Aprovecha el hecho que Taemin no le presta atención y tantea la cama encontrando el chocolate que se había llevado, con ayuda de su mano libre esparce el frio dulce por el estómago y vientre del pequeño y Taemin abre los ojos de par en par ente la sensación, su espalda de arquea y su piel se eriza. Minho de cuenta nueva le masturba con lentitud pasmosa y se inclina para limpiar con su boca los restos de golosina; le deja una sonora nalgada y la sensación resbalosa de la merienda permanece en su piel. El castaño dirige los dedos hasta su boca y el los recibe entusiasmado y ansioso, una carcajada muere en su garganta ante el sabor amargo y se dedica a cubrir los dedos con ayuda de su lengua.

Comparten un nuevo beso mientras Minho se desplaza entre sus piernas y tantea el anillo sensible de músculos que pulsaba rojiza en necesidad, Taemin creía que el mayor simplemente se colaría entre ella, así que el primer contacto de su expuesta piel con el músculo húmedo y caliente de la lengua del mayor le sorprende y envía un escalofrío por su espalda. Abusa de su piel y se adentra lo más que puede soltando un maullido ronco que el pequeño es capaz de sentir en todo su cuerpo causando ser llamado a gritos.
Dos de sus dígitos se adentran con facilidad y deja un mordisco casi doloroso sobre el hombro del menor al tiempo que sus hombrías chocan con desespero, con la mano los atrapa a ambos y bombea con fuerza y ritmo, sus caderas se encuentran y cree puede escuchar como el marco de la cama comienza a moverse a causa de sus estocadas.

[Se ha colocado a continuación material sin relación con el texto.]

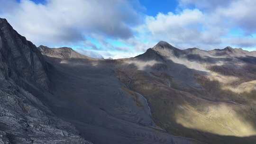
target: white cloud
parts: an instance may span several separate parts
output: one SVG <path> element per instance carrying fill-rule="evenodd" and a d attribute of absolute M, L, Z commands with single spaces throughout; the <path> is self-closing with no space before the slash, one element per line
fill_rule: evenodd
<path fill-rule="evenodd" d="M 76 42 L 93 33 L 128 38 L 133 35 L 131 26 L 142 20 L 132 5 L 135 3 L 126 0 L 49 0 L 45 5 L 0 0 L 0 17 L 37 45 Z"/>

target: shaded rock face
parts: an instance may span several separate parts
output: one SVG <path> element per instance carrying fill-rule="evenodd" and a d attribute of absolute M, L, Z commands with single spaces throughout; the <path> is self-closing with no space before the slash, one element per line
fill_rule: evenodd
<path fill-rule="evenodd" d="M 51 57 L 68 59 L 70 58 L 92 59 L 84 55 L 81 54 L 70 47 L 60 47 L 50 48 L 47 46 L 40 45 L 38 49 L 44 55 Z"/>
<path fill-rule="evenodd" d="M 0 26 L 0 144 L 256 140 L 255 52 L 161 41 L 134 58 L 99 60 L 37 48 Z"/>
<path fill-rule="evenodd" d="M 0 144 L 91 144 L 35 96 L 49 90 L 47 65 L 35 45 L 0 18 Z"/>
<path fill-rule="evenodd" d="M 150 105 L 157 126 L 207 144 L 256 140 L 255 52 L 180 50 L 160 42 L 118 60 L 115 74 Z"/>
<path fill-rule="evenodd" d="M 0 19 L 0 77 L 10 78 L 22 86 L 30 83 L 47 90 L 47 64 L 40 51 L 6 19 Z"/>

Unidos en un movimiento nada suave pero fluido y lleno de necesidad, sus pechos chocan y sus frentes juntas, se miran a los ojos y el vaivén desenfrenado de sus cuerpos inicia.
Con brusquedad giran en la cama quedando él con la espalda contra el colchón y Taemin encima, posa ambas manos en su pecho, enterrando sus uñas en su piel, llevando la cabeza hacia atrás y sus caderas se encuentran con firmeza y premura. Desde donde estaba percibía un verdadero espectáculo, el pequeño rebotaba arriba y abajo mientras repetía su nombre como un mantra destinado al placer y satisfacción.

La conocida calidez comenzaba a formarse en su vientre y viste de besos al moreno por todo su cuello y hombros hasta que toma la dolorosa erección entre sus manos y combina sus estocadas al movimiento de sus dedos disfrutando por completo el momento en que Taemin se derrite y se deshace entre sus toques; su espalda se arquea casi con dolor y su visión se nubla de placer mientras por última vez le añora en un susurro ronco más sus apresurados movimientos de sus caderas no se detienen hasta que se siente lleno por completo y su cuerpo se sobrecarga de sensibilidad al ser atacado sin piedad en lo más profundo.
Pierde toda fuerza de voluntad y queda sobre Minho acurrucándose en su pecho, el mayor ríe contra su oído y le acaricia ambos glúteos con cada mano.

—Debes darte una ducha, Minnie. —Comenta casi sin aliento y posa besos mariposa sobre sus hombros.
—No quiero. —Los ojos del menor comenzaban a cerrarse en señal de cansancio y se olvida momentáneo de la pegostosa sensación en su estómago. Minho intenta moverle pero él se resiste. —No. —Se queja su cuello y el mayor solo sonríe complaciente dejando un cariñoso en su sien, si su pequeño no quería alejar de su cuerpo, quien era él para negarle el pedido. O cualquier otra cosa, si fuese el caso.

Minho en realidad no tenía oportunidad alguna ante algún pedido de su esposo.